Ninjas were the real thing, a wild card in an otherwise rigidly-stratified class system; a secret society of dedicated assassins weaned on secrecy who lived and died by their ability to move about unseen and kill from the shadows. In a feudal warrior society obsessed with single combat, they existed behind the scenes, performing tasks for feudal warlords that fell outside of the rigid samurai code. Tenchu: Wrath of Heaven is a fantastic stealth-based ninja game set during 16th Century Japan's sengoku jidai, a period of civil war that racked the island nation for decades. More surreal than the Kurosawa films set during the same time period, Tenchu puts players in the shoes of three ninjas running errands for Lord Ghoda, a daimyo threatened on all sides by rival lords, ronin, corrupt officials, demons, and the undead.
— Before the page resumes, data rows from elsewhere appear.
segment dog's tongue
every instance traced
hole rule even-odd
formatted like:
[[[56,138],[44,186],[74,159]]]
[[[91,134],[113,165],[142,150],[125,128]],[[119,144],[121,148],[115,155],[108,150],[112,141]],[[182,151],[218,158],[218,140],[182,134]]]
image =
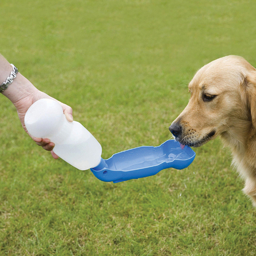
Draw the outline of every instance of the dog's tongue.
[[[179,144],[179,146],[182,150],[183,150],[185,148],[185,145],[183,145],[182,144]]]

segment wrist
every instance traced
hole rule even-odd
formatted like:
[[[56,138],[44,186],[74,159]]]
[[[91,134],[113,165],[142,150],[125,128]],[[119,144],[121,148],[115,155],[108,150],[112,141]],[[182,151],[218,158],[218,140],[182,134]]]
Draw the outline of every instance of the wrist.
[[[12,84],[2,94],[8,98],[15,106],[17,102],[38,91],[26,78],[18,73]]]

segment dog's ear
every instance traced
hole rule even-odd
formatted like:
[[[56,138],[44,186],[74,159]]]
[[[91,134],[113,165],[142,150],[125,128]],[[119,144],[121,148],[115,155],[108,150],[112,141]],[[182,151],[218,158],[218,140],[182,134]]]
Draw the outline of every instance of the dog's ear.
[[[242,94],[242,100],[247,106],[253,125],[256,128],[256,70],[244,77],[242,86],[245,92]]]

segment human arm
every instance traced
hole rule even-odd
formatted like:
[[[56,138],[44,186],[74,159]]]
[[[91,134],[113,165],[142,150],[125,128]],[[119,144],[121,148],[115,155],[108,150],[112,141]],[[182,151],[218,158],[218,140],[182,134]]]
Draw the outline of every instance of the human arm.
[[[13,67],[10,63],[0,54],[0,84],[5,82],[12,70]],[[24,124],[24,117],[27,110],[31,105],[35,101],[44,98],[56,100],[36,88],[20,72],[17,74],[17,77],[8,87],[2,92],[2,94],[8,98],[16,108],[18,116],[22,127],[27,133],[28,131]],[[62,106],[67,119],[72,122],[73,121],[72,108],[59,101],[59,102]],[[29,136],[30,135],[29,135]],[[58,156],[52,151],[55,146],[54,143],[50,142],[49,139],[36,138],[31,136],[30,137],[37,145],[41,146],[45,150],[51,151],[54,158],[58,158]]]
Missions, 28 in total, have you acting as courier, killer, and spy in richly-detailed, beautifully-rendered environments. Most of the action involves stalking opponents, which requires patience and skill, utilizing environmental features including rooftops, trees, and shadows, to obscure your movement. Get as close to your target as possible without arousing their suspicion and attack! Get close enough and you'll be rewarded with a gruesome, animated kill. If spotted, run or fight (fighting is fun, thanks to some simple but nicely-refined combat controls). You're tough, but no Wolverine – two opponents are a handful, and three is suicidal, so run if greatly outnumbered. Fleeing allows for setting up another pounce, since all enemies in the game have serious short-term memory problems. Despite this, the game remains immensely challenging (the good type of challenge, not simply frustrating) and engaging throughout. Instead of over-stimulating the player with nonstop action, the stealth elements lull the player into a patient state of predatory, catlike Zen, one which leaves you feeling invigorated rather than burnt out after a few hours of play. You won't get many unabashed and gushing reviews from me, but this game is a real treat, a superb and beautifully-rendered sequel to one of the best and ugliest games the PS1 had to offer. It's distinctive, addictive, stylish, and easily holds its own amongst strong competition from other stealth-based games released for the PS2 in the past six months. Tenchu provides the discriminating gamer with a taste for hunting humans with hours of top-notch entertainment.